Author: Mark Stobbe
In 2008, Mark Stobbe was arrested on a charge of second-degree murder. After the jail door clanged shut behind him, he carefully listened to his fellow inmates and watched the functioning of the two Remand Centres in which he was imprisoned. Using theories from sociology and psychology, he interprets these observations to create some fascinating insights into Canada’s jail system. Now that he has been acquitted of the murder charge against him, he is free to share these findings. Lessons from Remand offers a rare perspective on the world behind the barred windows and provides a fascinating example of how academic theories can be applied in a practical way to make sense of an otherwise inexplicable situation.
About the Author
Mark Stobbe was a senior communications official with the Government of Manitoba when his wife, Beverley Rowbotham, was brutally murdered in October of 2000. Eight years later, he was charged with second-degree murder.
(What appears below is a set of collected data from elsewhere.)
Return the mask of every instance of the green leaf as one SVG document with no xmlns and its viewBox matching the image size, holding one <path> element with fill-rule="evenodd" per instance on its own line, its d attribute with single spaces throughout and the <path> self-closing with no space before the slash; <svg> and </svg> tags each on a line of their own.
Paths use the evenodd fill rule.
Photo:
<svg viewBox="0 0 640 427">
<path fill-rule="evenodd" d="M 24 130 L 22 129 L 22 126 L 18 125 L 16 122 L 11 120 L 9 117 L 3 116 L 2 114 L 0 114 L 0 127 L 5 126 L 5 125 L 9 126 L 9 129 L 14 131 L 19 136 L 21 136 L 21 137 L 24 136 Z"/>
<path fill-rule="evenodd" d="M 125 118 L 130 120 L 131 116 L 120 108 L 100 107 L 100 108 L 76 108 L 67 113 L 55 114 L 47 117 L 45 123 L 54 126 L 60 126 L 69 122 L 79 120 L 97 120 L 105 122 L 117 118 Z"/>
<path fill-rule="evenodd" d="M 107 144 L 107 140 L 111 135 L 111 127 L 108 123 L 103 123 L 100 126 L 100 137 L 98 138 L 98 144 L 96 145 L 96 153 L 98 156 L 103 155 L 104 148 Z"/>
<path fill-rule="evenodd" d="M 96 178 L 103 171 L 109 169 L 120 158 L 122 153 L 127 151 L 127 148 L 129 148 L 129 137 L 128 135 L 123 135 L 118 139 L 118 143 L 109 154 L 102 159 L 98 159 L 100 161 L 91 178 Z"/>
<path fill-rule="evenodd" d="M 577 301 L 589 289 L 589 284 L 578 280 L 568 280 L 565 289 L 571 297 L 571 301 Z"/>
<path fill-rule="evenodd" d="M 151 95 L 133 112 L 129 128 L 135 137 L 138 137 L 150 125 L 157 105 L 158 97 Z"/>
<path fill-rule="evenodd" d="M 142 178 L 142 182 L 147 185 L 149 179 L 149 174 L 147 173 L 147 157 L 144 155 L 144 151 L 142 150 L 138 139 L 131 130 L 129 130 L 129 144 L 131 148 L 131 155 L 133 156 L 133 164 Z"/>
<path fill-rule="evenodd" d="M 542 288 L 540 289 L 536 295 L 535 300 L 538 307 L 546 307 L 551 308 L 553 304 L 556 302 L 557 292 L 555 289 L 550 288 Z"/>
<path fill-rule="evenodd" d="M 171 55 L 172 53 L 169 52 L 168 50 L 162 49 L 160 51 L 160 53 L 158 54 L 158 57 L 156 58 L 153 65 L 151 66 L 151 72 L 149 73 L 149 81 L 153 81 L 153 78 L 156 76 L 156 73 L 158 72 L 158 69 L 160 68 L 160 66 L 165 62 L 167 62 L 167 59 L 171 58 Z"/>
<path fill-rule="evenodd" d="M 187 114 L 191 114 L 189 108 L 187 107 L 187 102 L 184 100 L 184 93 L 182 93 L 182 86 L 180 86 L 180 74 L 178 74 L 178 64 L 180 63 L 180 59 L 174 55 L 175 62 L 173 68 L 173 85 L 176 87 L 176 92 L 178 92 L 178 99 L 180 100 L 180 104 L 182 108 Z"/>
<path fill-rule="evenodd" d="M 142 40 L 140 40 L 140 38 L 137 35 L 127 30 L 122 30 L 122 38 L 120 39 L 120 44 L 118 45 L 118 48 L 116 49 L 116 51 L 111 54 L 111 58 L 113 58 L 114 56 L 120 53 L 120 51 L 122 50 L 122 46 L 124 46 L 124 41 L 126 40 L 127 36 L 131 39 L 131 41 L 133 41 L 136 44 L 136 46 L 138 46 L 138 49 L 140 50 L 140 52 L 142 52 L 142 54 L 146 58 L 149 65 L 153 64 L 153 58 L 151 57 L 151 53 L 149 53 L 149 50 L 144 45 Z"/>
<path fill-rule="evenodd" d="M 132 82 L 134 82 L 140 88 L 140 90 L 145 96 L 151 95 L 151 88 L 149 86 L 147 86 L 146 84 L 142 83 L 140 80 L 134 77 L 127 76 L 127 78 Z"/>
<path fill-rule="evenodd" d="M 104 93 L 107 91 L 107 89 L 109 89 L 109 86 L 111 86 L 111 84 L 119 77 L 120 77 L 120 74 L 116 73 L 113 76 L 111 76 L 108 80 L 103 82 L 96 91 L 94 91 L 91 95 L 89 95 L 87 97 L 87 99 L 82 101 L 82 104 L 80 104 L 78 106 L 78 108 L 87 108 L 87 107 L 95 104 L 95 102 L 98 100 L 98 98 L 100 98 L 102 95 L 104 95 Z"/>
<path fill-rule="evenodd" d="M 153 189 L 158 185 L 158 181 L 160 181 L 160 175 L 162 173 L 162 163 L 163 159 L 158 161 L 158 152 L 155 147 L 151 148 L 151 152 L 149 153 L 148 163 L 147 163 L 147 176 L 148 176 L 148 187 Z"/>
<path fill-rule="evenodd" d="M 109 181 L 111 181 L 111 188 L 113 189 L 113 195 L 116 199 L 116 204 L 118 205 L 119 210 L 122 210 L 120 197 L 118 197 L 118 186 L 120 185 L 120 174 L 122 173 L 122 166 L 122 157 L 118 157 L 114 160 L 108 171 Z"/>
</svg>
After spending close to two months incarcerated, he was released on bail until his trial began in the Manitoba Court of Queens Bench. On March 29, 2012, he was acquitted by a jury of his peers. He studied sociology at the University of Saskatchewan and McMaster University. He is the co-author of Devine Rule in Saskatchewan: A Decade of Hope and Hardship (with Leslie Biggs). He now lives in Saskatoon with two sons.